Cabinet approves draft bill to regulate fintech industry
The draft law that will govern the fintech space received approval from the Madbouly cabinet in its weekly meeting yesterday, cabinet said in a statement. The new law would regulate the use of fintech to deliver non-banking financial services (NBFS) in a bid to promote financial inclusion and expand the number of beneficiaries.
The 30-article bill authorizes the Financial Regulatory Authority (FRA) to license and regulate the NBFS businesses and fintech startups. The regulator will also have supervisory powers over the sector to ensure companies adhere to transparency and governance standards, in addition to protecting consumer rights.
Background: The FRA completed the first draft of the bill in July before its approval in September. The new regulation reportedly covers crowdfunding, robo-advisory, nano-finance and insurtech, and introduces penalties for regulatory breaches including imprisonment or fines of EGP 200k-1 mn.
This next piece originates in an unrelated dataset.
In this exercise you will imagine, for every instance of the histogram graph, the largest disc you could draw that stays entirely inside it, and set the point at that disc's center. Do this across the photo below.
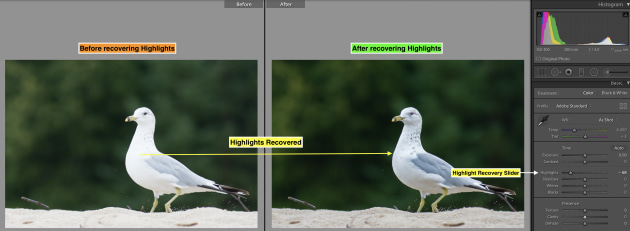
(582, 28)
Also approved during the meeting:
- Adding USD 22.8 mn to the inclusive economic governance grant signed last September with USAID, which will bring the US's total commitments under the agreement to USD 50.5 mn;
- New AfDB shares: The African Development Bank's board decision to allocate new shares to Egypt, raising its total shares in the pan-African lender to 10,099;
- JICA funding for power sector: A JPY 25 bn (EGP 3.58 bn) loan agreement signed with the Japan International Cooperation Agency last February to boost the electricity sector.